Les recherches suggèrent qu’il est plus facile de dépasser certains types de souffrance émotionnelle lorsqu’une personne peut pardonner à celui qui la blesse. Le refus ou l’incapacité de pardonner pourrait motiver le souvenir de la blessure, du moins en partie pour justifier le désir de justice ou de représailles. Ayant pardonné à quelqu’un, une personne peut ressentir moins le besoin de se souvenir de cette expérience douloureuse et être mieux en mesure d’oublier les détails de la blessure. L’oubli peut alors contribuer à l’apprentissage de stratégies d’adaptation permettant à une personne de passer à autre chose. Pardonner et oublier peuvent faire progresser les efforts d’une personne pour éviter d’être définis par son passé douloureux. En gardant le contrôle sur les souvenirs non désirés, une personne est libre d’établir ou de réaffirmer son identité selon ses propres termes. Une aide professionnelle est disponible pour ceux qui ont du mal à surmonter leurs souvenirs douloureux. Personne ne doit le faire seul.

Références

Aguirre, C., CJ Gómez-Ariza, P. Andrés, G. Mazzoni et MT Bajo (2017). Explorer les mécanismes de l’oubli sélectif dirigé. Frontiers in Psychology , 8 : 316. DOI: 10.3389 / fpsyg.2017.00316

Anderson, MC et Levy, BJ (2009). Suppression des souvenirs indésirables. Current Directions in Psychological Science , 18 , 189-194.

Bailey, K. et Chapman, P. (2012). Quand pouvons-nous choisir d’oublier? Une étude ERP sur la méthode des items orientée sur l’oubli des mots émotionnels.
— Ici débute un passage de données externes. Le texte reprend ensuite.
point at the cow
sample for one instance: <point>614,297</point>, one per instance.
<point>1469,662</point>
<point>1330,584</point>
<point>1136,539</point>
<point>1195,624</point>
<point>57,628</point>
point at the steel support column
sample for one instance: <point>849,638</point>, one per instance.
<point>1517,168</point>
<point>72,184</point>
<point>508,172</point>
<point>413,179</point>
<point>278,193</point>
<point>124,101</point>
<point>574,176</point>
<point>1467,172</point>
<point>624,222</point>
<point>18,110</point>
Cerveau et cognition , 78,133-147.

Batcho, KI (2012). Mieux qu’hier: Devenir plus que ce que tu étais. Psychologie aujourd’hui . https://www.psychologytoday.com/au/blog/longing-nostalgia/201208/better-yesterday-becoming-more-who-you-were?amp

Dalton, AN et Huang, L. (2014). Oubli motivé en réponse à la menace de l’identité sociale. Journal of Consumer Research , 40 , 1017-1038.

Gagnepain, P., Henson, RN et Anderson, MC (2014). La suppression des mémoires indésirables réduit leur influence inconsciente via une inhibition corticale ciblée. PNAS . www.pnas.org/cgi/doi/10.1073/pnas.1311468111

Noreen, S., Bierman, RN et MacLeod, MD (2014). Il est difficile de pardonner, mais oublier semble facile: le pardon peut-il faciliter l’oubli? Psychological Science , 25 (7), 1295-1302.

Weiner, B. (1968). Oubli motivé et étude de la répression. Journal of Personality , 36 (2), 213-234.

Weiner, B. et Reed, H. (1969). Effets des jeux d’instructions à retenir et à oublier sur la rétention à court terme: études sur le contrôle de répétition et l’inhibition de la récupération (répression). Journal of Experimental Psychology , 79 , 226-232.